Rappelons après cette petite parenthèse humoristique, qu'il y a fort longtemps que le lion de l'Atlas n'est plus de ce monde. Seule sa dépouille fantomatique et inconsistante traîne un peu entre les pieds des joueurs de l'équipe de foot nationale dont le pseudo est justement "les lions de l'Atlas"...J'avais déjà évoqué cette question ici et là .
A l'époque, il n'y avait ni auberge, ni gîte, ni hôtels construits en dur. Les seules installations pour accueillir les touristes étaient ces tentes bleues que l'on voit sur certaines images. Nous avions bivouaqué à la belle étoile. Comme on le voit bien, les banderoles aux couleurs nationales quadrillaient et estampillaient l'espace festif. Il était impossible, en dehors des touristes arborant un imposant matériel photographique, de s'approcher de la scène centrale où se produisaient les troupes d'Ahidouss.
Pour l'occasion, on avait rafraîchi d'une nouvelle couche de teinture verte la boule à zéro du marabout sidi Ahmed Oulmghenni.

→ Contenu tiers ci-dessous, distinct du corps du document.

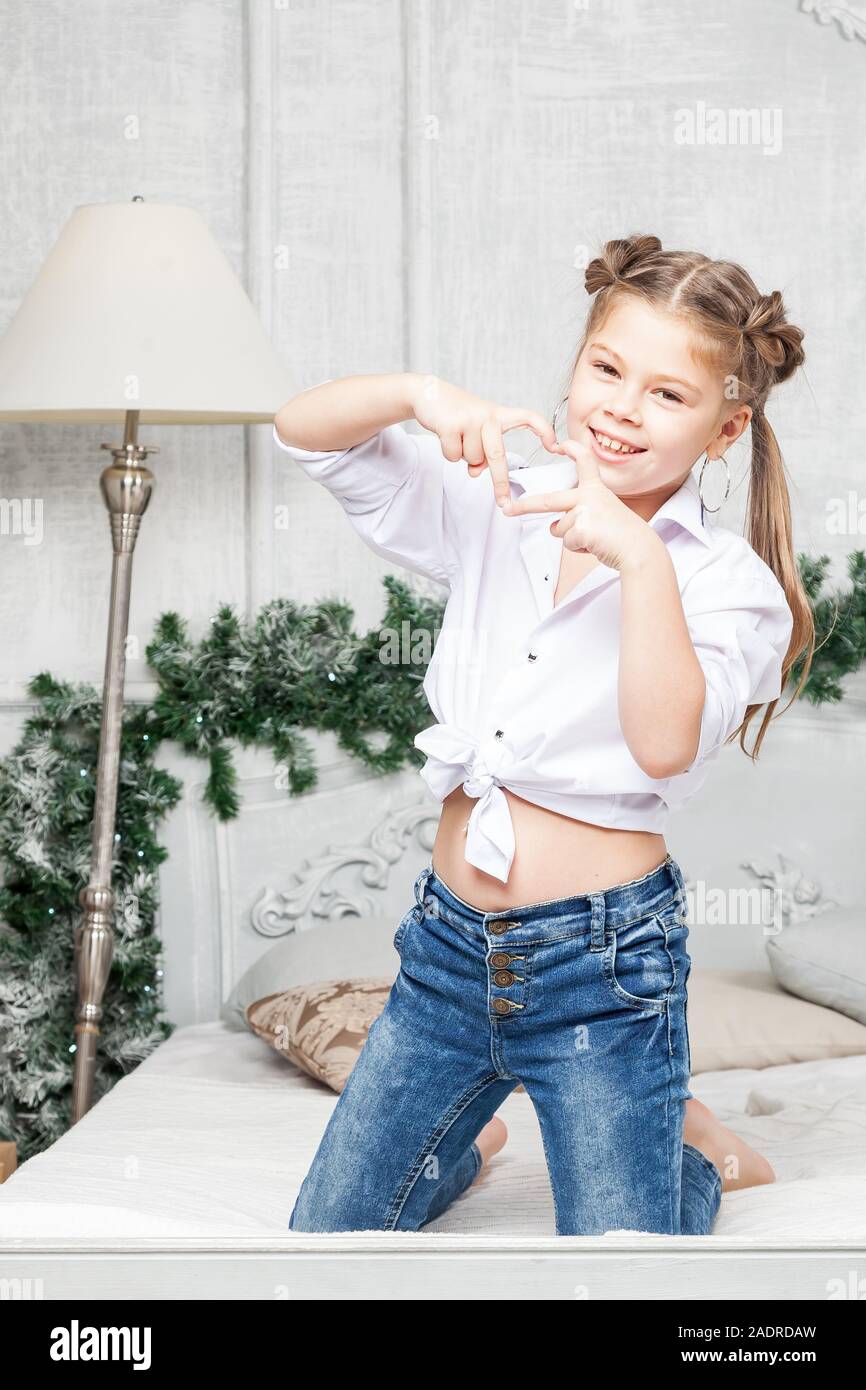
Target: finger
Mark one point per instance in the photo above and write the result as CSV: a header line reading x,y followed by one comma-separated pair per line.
x,y
452,446
473,451
496,462
585,460
515,417
545,502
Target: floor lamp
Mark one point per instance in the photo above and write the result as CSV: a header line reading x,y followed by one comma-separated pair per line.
x,y
136,317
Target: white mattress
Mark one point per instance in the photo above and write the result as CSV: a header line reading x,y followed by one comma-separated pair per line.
x,y
213,1133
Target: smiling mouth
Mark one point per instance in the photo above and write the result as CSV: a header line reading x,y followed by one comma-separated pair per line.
x,y
615,449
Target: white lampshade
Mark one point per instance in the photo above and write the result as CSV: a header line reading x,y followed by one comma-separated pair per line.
x,y
138,309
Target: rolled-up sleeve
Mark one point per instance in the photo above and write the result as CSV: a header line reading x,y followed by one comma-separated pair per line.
x,y
740,624
392,488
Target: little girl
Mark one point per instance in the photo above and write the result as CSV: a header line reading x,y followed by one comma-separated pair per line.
x,y
585,676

Les camions Ford rouges étaient les vrais dromadaires motorisés des pistes. Ils permettaient aux différentes tribus d'affluer vers le moussem qui est avant tout un lieu d'échanges commerciaux. Aujourd'hui encore, ces véhicules continuent à rouler leurs bosses le long des routes, des pistes et des cols de l'atlas.
Dans cette manifestation, le plus intéressant à mes yeux demeure encore aujourd'hui la vie qui anime les différents souks.